La liberté d’expression et de la presse est un fondement de notre démocratie. La distribution des journaux, qui ne sont pas un bien comme les autres, y participe. La loi Bichet a consacré des principes fondamentaux qui gardent aujourd’hui toute leur valeur. L’égalité de traitement pour tous les titres est assurée par le système coopératif, à la bonne application duquel le CSMP est chargé de veiller.
Cependant, l’essor du numérique met en cause le modèle économique de la presse écrite et la lutte pour la répartition de la valeur fait rage entre les acteurs, qui peinent à s’accouder sur une réforme jugée pourtant par tous nécessaire. Le CSMP, dépourvu de pouvoirs contraignants, n’a pu élaborer de solution pérenne. Une réforme de la régulation est donc indispensable.

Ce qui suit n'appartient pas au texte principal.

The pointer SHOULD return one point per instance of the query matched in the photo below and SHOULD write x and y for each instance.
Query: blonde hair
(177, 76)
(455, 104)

Ce texte prévoit un CSMP rénové de vingt professionnels, où les éditeurs ont une place importante au côté des messageries de presse. Il est adossé à une autorité indépendante, l’ARDP. L’architecture semble pertinente mais tout tient à l’équilibre entre ces deux instances. On peut ainsi s’interroger sur la légitimité de l’autorité de régulation à exercer son autorité sur le CSMP, qui doit sans doute être réformé mais doit rester l’instance principale de régulation : il est le dernier rempart contre la marchandisation. L’effacer, c’est introduire la concurrence dans le système coopératif avec, à la clé, la disparition des plus petits. Rien ne garantit que l’ARDP soit fidèle au principe de solidarité, tandis qu’on cherche à transformer le CSMP en coquille vide. De fait, les modifications apportées à l’article 4 portent une atteinte grave au système coopératif, ce qui risque de déstabiliser le modèle économique existant. La mise sous tutelle du CSMP, c’est la fin du système coopératif.
J’étais favorable au texte initial : les remaniements introduits en commission limitent et minorent le rôle du CSMP au profit de l’autorité de régulation, à laquelle est confiée une fonction de contrôle exorbitante. On entre dans un système de distribution administré par l’État : cela a un étrange parfum d’Union soviétique. Je réprouve un texte dangereux pour la liberté de la presse.